Internet Engineering Task Force (IETF)                     A. Zimmermann
Request for Comments: 6069                                  A. Hannemann
Category: Experimental                            RWTH Aachen University
ISSN: 2070-1721                                            December 2010


   Making TCP More Robust to Long Connectivity Disruptions (TCP-LCD)

Abstract

   Disruptions in end-to-end path connectivity, which last longer than
   one retransmission timeout, cause suboptimal TCP performance.  The
   reason for this performance degradation is that TCP interprets
   segment loss induced by long connectivity disruptions as a sign of
   congestion, resulting in repeated retransmission timer backoffs.
   This, in turn, leads to a delayed detection of the re-establishment
   of the connection since TCP waits for the next retransmission timeout
   before it attempts a retransmission.

   This document proposes an algorithm to make TCP more robust to long
   connectivity disruptions (TCP-LCD).  It describes how standard ICMP
   messages can be exploited during timeout-based loss recovery to
   disambiguate true congestion loss from non-congestion loss caused by
   connectivity disruptions.  Moreover, a reversion strategy of the
   retransmission timer is specified that enables a more prompt
   detection of whether or not the connectivity to a previously
   disconnected peer node has been restored.  TCP-LCD is a TCP sender-
   only modification that effectively improves TCP performance in the
   case of connectivity disruptions.

Status of This Memo

   This document is not an Internet Standards Track specification; it is
   published for examination, experimental implementation, and
   evaluation.

   This document defines an Experimental Protocol for the Internet
   community.  This document is a product of the Internet Engineering
   Task Force (IETF).  It represents the consensus of the IETF
   community.  It has received public review and has been approved for
   publication by the Internet Engineering Steering Group (IESG).  Not
   all documents approved by the IESG are a candidate for any level of
   Internet Standard; see Section 2 of RFC 5741.

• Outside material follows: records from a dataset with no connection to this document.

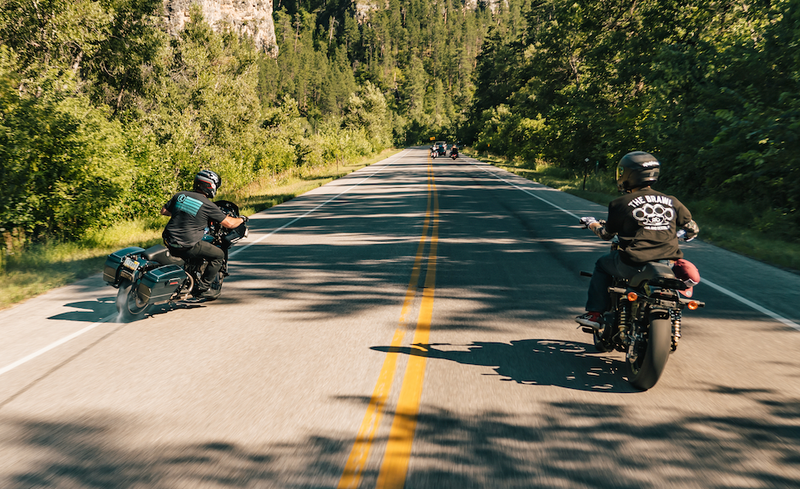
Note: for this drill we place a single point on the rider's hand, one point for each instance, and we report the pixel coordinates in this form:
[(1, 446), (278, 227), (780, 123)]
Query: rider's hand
[(691, 230)]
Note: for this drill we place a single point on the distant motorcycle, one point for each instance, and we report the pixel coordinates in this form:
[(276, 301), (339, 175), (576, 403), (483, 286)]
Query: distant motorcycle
[(151, 276), (644, 320)]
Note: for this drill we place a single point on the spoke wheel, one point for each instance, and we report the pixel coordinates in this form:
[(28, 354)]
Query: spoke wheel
[(129, 305), (652, 354)]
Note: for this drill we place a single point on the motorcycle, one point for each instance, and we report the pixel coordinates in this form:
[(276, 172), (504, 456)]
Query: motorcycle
[(146, 277), (644, 321)]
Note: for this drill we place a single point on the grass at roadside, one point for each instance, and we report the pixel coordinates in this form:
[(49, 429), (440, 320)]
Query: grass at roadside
[(41, 267), (728, 225)]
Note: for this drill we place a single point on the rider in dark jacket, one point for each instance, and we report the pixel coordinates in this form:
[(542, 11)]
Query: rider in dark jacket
[(647, 224), (190, 213)]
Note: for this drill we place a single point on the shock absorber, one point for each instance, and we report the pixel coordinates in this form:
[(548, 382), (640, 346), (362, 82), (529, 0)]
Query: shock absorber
[(622, 325), (675, 314)]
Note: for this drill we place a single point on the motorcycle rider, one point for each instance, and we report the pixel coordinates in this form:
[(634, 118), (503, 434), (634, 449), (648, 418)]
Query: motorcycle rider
[(190, 213), (646, 222)]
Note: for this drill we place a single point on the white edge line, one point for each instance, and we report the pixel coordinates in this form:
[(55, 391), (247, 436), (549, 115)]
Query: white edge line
[(752, 304), (74, 335), (262, 238), (58, 343), (719, 288)]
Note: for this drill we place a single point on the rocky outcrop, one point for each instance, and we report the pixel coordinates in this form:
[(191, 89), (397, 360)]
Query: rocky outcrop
[(251, 17)]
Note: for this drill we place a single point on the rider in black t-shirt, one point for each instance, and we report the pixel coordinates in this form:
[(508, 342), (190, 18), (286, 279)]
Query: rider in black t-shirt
[(647, 224), (190, 213)]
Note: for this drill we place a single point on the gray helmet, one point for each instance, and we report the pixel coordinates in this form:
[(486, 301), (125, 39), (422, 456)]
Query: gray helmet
[(637, 169), (207, 183)]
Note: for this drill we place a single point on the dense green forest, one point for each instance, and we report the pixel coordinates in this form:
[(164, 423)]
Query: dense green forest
[(103, 114), (710, 87)]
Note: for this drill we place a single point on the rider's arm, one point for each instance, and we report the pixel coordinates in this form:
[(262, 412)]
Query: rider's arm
[(692, 230), (600, 230)]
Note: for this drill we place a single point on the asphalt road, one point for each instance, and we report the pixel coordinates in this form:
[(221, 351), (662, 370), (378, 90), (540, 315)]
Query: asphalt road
[(411, 324)]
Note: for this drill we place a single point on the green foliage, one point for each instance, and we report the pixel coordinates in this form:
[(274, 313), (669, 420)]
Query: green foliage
[(61, 158), (708, 87)]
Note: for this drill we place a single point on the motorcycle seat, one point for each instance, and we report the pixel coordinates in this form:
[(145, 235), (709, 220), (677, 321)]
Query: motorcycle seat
[(657, 274), (160, 254)]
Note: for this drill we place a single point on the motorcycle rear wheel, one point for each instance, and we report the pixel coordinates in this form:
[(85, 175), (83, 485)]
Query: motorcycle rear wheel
[(130, 306), (652, 355), (216, 288), (602, 344)]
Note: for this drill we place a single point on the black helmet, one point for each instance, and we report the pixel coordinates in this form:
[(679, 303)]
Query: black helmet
[(207, 182), (637, 169)]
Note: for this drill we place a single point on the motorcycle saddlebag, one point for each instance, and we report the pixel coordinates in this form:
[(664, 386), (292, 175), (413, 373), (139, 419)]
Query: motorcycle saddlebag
[(113, 262), (158, 285)]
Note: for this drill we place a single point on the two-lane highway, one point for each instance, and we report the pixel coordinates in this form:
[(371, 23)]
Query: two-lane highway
[(408, 325)]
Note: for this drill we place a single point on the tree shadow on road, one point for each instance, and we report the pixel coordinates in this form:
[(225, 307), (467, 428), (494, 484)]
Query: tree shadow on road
[(552, 444), (534, 362)]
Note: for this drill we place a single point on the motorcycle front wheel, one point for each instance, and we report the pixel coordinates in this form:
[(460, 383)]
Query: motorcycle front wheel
[(130, 306), (652, 354)]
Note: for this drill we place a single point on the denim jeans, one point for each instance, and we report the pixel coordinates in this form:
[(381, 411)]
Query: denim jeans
[(209, 252), (605, 269)]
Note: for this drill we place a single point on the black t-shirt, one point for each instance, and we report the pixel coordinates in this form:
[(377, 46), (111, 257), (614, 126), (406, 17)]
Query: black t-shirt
[(647, 223), (191, 213)]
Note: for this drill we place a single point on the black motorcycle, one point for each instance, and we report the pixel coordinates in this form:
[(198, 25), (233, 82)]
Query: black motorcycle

   Information about the current status of this document, any errata,
   and how to provide feedback on it may be obtained at
   http://www.rfc-editor.org/info/rfc6069.




Zimmermann & Hannemann        Experimental                      [Page 1]


RFC 6069             Making TCP More Robust to LCDs        December 2010


Copyright Notice

   Copyright (c) 2010 IETF Trust and the persons identified as the
   document authors.  All rights reserved.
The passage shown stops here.